Rather than being forever treated as the result of fortuitous circumstance, a great many individuals–and indeed, perhaps society as a whole–treat our way of life as something owed. And anything which could bring about an end to such unblemished lives of expendable income, affordable housing, mesmerising night-life, low taxes and a plethora of cheap gadgets is seen as a nigh-apocalyptic threat.
In fact, it almost seems that the status-quo has been shifted entirely towards that of absolute contentment; anything short of constant satisfaction, constant entertainment and constant riches is seen as being a step towards poverty.
Nigh-forgotten has been the very core truth that is the inevitability of economic downturn–the inescapable fact that economies are unstable by nature, and that no measure of policy or regulation can ever serve to maintain a constant state of growth and prosperity.
This especially pervades British culture; or rather, it is more evident and unmarred by any smothering sense of optimism, as can be found throughout places like the United States (but whilst such places certainly insist upon seeing things sunny-side up, the values beneath the surface are ultimately identical; anything which may spell an end to an easy life must be bludgeoned into obscurity at all costs). Gone are the days of contentment at being fed, watered and housed. We live in times where such things are a given even to those upon the very bottom of the social ladder–nay, even those who have no place on the ladder at all; to those who lay strewn at the foot of that ladder. Even the homeless and utterly bankrupt can now make some kind of living without the constant threat of starvation or death due to exposure.
Survival is no longer survival. Being alive is no longer the same as living.
We think ourselves entitled to everything, all the time, by mere virtue of existing.
And should this not be delivered to our doorsteps for even one second of a single day, it is surely the fault of somebody who should have known better. It’s the fault of somebody who should have seen that our dire needs were met; who should have been thinking of our absolute NEED for nice views and quiet roads when they were ‘messing around’ trying to organise that housing development to appease the enormous housing deficit; our absolute NEED for 5 A*-C GCSE grades for ALL students at ALL schools, despite the fact that examinations are–or at least should be–designed to conform to the bell curve of natural ability (such that the average possible level of attainment is a C grade, or thereabouts); and our absolute NEED for immediate, free treatment for any ailment, irrespective of whether such blights to our health are our own fault–the result of lifetimes of personal negligence such as bad diet, smoking, sedentary weekends and heavy drinking.

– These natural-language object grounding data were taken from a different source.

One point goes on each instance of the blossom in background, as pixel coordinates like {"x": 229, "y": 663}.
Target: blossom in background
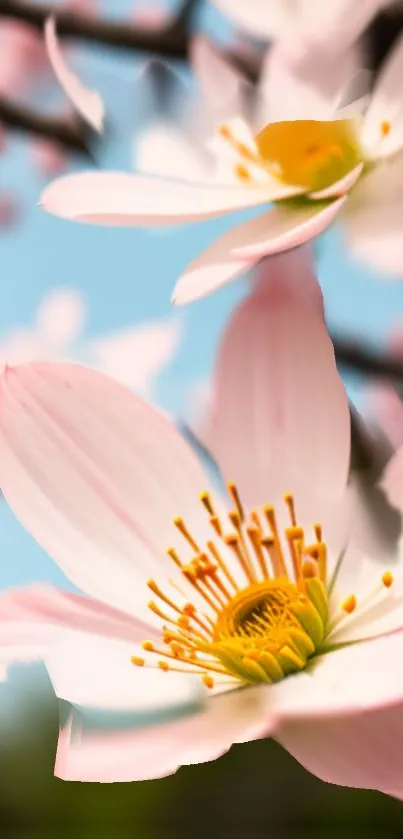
{"x": 134, "y": 355}
{"x": 302, "y": 26}
{"x": 257, "y": 625}
{"x": 384, "y": 401}
{"x": 315, "y": 160}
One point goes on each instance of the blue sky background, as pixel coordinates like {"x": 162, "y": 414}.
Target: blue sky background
{"x": 127, "y": 276}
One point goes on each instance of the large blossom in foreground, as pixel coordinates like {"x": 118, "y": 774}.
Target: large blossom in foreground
{"x": 314, "y": 161}
{"x": 251, "y": 625}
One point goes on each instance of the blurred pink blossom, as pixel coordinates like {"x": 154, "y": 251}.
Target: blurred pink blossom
{"x": 384, "y": 402}
{"x": 134, "y": 355}
{"x": 9, "y": 210}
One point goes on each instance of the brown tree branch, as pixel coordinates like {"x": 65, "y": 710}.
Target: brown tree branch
{"x": 171, "y": 41}
{"x": 356, "y": 357}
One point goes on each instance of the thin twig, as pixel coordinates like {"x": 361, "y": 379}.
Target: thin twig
{"x": 70, "y": 134}
{"x": 356, "y": 357}
{"x": 169, "y": 41}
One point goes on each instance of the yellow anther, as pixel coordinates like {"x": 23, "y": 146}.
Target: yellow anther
{"x": 308, "y": 569}
{"x": 242, "y": 172}
{"x": 387, "y": 579}
{"x": 349, "y": 604}
{"x": 289, "y": 500}
{"x": 180, "y": 524}
{"x": 234, "y": 495}
{"x": 207, "y": 503}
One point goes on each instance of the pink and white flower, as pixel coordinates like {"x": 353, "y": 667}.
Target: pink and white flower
{"x": 300, "y": 25}
{"x": 315, "y": 161}
{"x": 252, "y": 630}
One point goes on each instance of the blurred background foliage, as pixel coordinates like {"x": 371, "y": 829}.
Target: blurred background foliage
{"x": 256, "y": 791}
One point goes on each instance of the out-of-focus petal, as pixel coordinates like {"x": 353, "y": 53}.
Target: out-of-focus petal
{"x": 88, "y": 753}
{"x": 220, "y": 83}
{"x": 278, "y": 399}
{"x": 382, "y": 133}
{"x": 257, "y": 17}
{"x": 165, "y": 151}
{"x": 87, "y": 102}
{"x": 329, "y": 27}
{"x": 340, "y": 187}
{"x": 358, "y": 746}
{"x": 31, "y": 617}
{"x": 118, "y": 198}
{"x": 373, "y": 219}
{"x": 238, "y": 250}
{"x": 98, "y": 673}
{"x": 309, "y": 89}
{"x": 97, "y": 476}
{"x": 287, "y": 227}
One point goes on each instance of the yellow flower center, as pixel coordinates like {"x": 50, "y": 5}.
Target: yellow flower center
{"x": 258, "y": 630}
{"x": 310, "y": 153}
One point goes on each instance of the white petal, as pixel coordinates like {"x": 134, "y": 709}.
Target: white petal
{"x": 117, "y": 198}
{"x": 258, "y": 18}
{"x": 32, "y": 616}
{"x": 87, "y": 102}
{"x": 278, "y": 398}
{"x": 217, "y": 265}
{"x": 238, "y": 250}
{"x": 218, "y": 80}
{"x": 363, "y": 748}
{"x": 88, "y": 753}
{"x": 386, "y": 107}
{"x": 308, "y": 89}
{"x": 98, "y": 673}
{"x": 97, "y": 476}
{"x": 340, "y": 187}
{"x": 347, "y": 682}
{"x": 287, "y": 227}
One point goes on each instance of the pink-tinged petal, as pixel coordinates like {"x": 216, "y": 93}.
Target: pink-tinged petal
{"x": 363, "y": 752}
{"x": 347, "y": 682}
{"x": 340, "y": 187}
{"x": 98, "y": 673}
{"x": 238, "y": 250}
{"x": 277, "y": 396}
{"x": 382, "y": 132}
{"x": 220, "y": 83}
{"x": 309, "y": 88}
{"x": 258, "y": 18}
{"x": 87, "y": 102}
{"x": 97, "y": 476}
{"x": 356, "y": 737}
{"x": 392, "y": 480}
{"x": 329, "y": 27}
{"x": 117, "y": 198}
{"x": 204, "y": 734}
{"x": 217, "y": 265}
{"x": 373, "y": 219}
{"x": 288, "y": 227}
{"x": 37, "y": 612}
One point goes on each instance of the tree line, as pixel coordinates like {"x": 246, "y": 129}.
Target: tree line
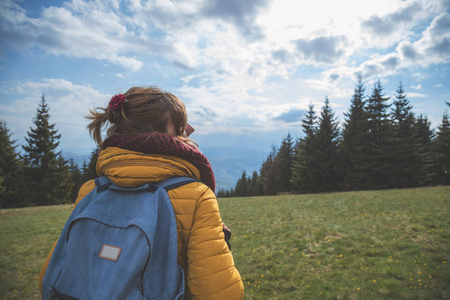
{"x": 380, "y": 145}
{"x": 39, "y": 175}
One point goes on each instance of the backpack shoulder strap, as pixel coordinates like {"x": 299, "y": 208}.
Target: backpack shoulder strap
{"x": 174, "y": 182}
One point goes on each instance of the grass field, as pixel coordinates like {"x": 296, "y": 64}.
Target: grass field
{"x": 392, "y": 244}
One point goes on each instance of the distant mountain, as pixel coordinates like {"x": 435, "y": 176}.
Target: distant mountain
{"x": 228, "y": 163}
{"x": 77, "y": 158}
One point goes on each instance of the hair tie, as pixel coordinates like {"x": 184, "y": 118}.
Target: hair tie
{"x": 117, "y": 101}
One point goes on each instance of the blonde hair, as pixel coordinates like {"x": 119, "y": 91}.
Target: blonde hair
{"x": 145, "y": 110}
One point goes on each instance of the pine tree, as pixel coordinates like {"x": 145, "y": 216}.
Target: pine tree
{"x": 11, "y": 175}
{"x": 427, "y": 160}
{"x": 46, "y": 179}
{"x": 268, "y": 174}
{"x": 327, "y": 173}
{"x": 442, "y": 148}
{"x": 283, "y": 162}
{"x": 353, "y": 145}
{"x": 405, "y": 164}
{"x": 304, "y": 161}
{"x": 379, "y": 143}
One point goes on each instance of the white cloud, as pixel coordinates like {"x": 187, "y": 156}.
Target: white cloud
{"x": 68, "y": 104}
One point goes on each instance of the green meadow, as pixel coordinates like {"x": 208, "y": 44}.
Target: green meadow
{"x": 391, "y": 244}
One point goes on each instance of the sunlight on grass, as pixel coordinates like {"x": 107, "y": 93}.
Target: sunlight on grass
{"x": 383, "y": 244}
{"x": 359, "y": 245}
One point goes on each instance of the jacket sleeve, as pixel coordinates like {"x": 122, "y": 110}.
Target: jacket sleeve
{"x": 84, "y": 190}
{"x": 211, "y": 270}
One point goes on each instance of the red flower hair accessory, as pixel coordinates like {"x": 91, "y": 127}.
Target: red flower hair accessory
{"x": 117, "y": 101}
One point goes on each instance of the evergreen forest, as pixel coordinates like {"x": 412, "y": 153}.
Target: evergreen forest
{"x": 39, "y": 175}
{"x": 381, "y": 144}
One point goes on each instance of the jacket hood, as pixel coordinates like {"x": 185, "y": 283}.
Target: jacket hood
{"x": 128, "y": 168}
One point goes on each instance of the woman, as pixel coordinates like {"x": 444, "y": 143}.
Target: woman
{"x": 148, "y": 141}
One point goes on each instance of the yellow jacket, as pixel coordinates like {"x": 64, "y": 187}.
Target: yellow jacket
{"x": 202, "y": 250}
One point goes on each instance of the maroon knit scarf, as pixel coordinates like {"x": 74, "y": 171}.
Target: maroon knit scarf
{"x": 163, "y": 144}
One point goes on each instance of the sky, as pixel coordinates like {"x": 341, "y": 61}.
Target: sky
{"x": 246, "y": 70}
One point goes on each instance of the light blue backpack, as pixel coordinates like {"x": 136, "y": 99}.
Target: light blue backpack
{"x": 118, "y": 243}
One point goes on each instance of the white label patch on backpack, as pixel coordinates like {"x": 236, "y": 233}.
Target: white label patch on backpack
{"x": 110, "y": 252}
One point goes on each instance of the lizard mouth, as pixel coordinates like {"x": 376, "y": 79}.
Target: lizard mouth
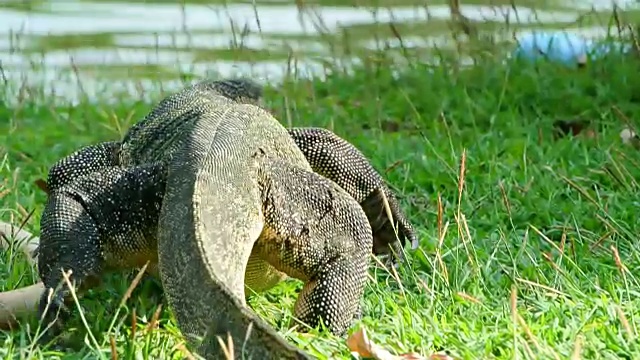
{"x": 22, "y": 302}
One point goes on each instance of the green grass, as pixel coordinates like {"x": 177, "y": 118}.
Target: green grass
{"x": 519, "y": 264}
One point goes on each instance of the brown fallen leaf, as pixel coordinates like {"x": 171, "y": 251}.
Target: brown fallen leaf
{"x": 360, "y": 344}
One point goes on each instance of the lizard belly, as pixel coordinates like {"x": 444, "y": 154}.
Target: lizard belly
{"x": 260, "y": 275}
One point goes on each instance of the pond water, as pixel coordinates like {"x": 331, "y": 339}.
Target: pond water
{"x": 168, "y": 35}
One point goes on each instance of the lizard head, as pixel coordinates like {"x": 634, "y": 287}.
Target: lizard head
{"x": 390, "y": 236}
{"x": 240, "y": 90}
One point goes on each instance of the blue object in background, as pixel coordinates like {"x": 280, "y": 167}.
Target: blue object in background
{"x": 557, "y": 46}
{"x": 564, "y": 47}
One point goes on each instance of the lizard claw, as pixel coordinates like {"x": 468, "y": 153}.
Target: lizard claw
{"x": 53, "y": 314}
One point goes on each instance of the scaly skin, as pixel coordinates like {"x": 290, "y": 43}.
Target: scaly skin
{"x": 151, "y": 145}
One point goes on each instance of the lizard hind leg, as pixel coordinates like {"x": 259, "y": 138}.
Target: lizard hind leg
{"x": 316, "y": 232}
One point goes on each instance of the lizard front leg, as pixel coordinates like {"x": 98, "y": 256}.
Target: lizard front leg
{"x": 340, "y": 161}
{"x": 95, "y": 223}
{"x": 83, "y": 162}
{"x": 316, "y": 232}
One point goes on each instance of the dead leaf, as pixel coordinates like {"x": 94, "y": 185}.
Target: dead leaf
{"x": 360, "y": 344}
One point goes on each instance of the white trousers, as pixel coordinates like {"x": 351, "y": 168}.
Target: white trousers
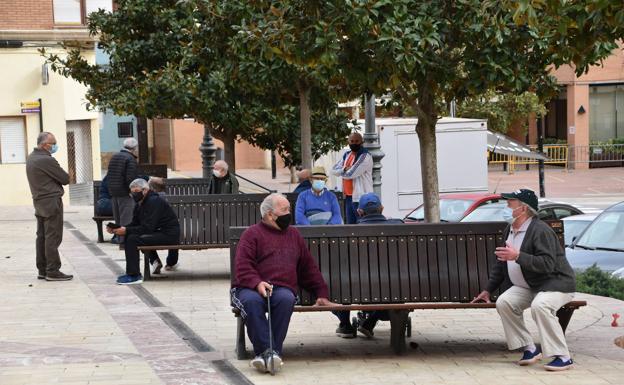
{"x": 544, "y": 305}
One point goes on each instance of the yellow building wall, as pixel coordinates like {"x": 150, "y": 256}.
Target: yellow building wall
{"x": 62, "y": 100}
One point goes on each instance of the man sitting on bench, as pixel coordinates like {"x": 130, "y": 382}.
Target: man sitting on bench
{"x": 273, "y": 259}
{"x": 370, "y": 212}
{"x": 153, "y": 223}
{"x": 534, "y": 264}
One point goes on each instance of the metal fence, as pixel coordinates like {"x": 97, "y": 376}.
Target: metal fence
{"x": 596, "y": 155}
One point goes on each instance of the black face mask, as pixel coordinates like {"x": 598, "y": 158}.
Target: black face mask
{"x": 137, "y": 196}
{"x": 355, "y": 147}
{"x": 283, "y": 221}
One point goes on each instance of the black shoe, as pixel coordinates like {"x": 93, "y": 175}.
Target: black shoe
{"x": 346, "y": 331}
{"x": 58, "y": 276}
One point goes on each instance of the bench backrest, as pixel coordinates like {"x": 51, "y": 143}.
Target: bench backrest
{"x": 400, "y": 263}
{"x": 206, "y": 219}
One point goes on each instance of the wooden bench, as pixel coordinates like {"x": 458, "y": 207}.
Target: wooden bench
{"x": 399, "y": 268}
{"x": 205, "y": 220}
{"x": 173, "y": 186}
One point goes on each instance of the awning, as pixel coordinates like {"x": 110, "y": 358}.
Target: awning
{"x": 502, "y": 144}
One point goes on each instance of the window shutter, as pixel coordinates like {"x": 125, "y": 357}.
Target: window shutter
{"x": 67, "y": 11}
{"x": 12, "y": 140}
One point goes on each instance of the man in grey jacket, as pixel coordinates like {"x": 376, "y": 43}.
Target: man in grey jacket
{"x": 534, "y": 264}
{"x": 46, "y": 179}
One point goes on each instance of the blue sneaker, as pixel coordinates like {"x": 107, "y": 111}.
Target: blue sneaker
{"x": 529, "y": 357}
{"x": 130, "y": 279}
{"x": 558, "y": 365}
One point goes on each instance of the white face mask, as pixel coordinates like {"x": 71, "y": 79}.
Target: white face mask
{"x": 508, "y": 215}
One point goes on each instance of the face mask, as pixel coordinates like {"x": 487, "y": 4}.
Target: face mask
{"x": 283, "y": 221}
{"x": 508, "y": 215}
{"x": 318, "y": 185}
{"x": 137, "y": 196}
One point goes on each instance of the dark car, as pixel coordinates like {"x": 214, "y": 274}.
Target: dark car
{"x": 453, "y": 207}
{"x": 548, "y": 210}
{"x": 602, "y": 242}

Indeed, I am guilty of this myself. I challenge even those living the most frugal of livelihoods to say that the concept of not having constant access to such luxuries (now ABSOLUTE staples) such as sweet treats, high-street coffee-houses, the internet, video games and HD television doesn’t fill them with trepidation and a distant sense of horror–whatever would we do without such things? What could a person possible do to occupy and fulfill themselves in the absence of such necessities?
Alas, this is no transitive process. The bar has already been moved. The cost of living is no longer such a thing; rather, it is a list of demands to satisfy our hunger for complete contentment. Surely, anything less than that would result in our immediate descent into wilted, media-starved urchins.
Surely, we are above such woeful, contemptible ideals as merely having to satisfy our physical needs?
Now, where is my latte? I’m feeling light-headed.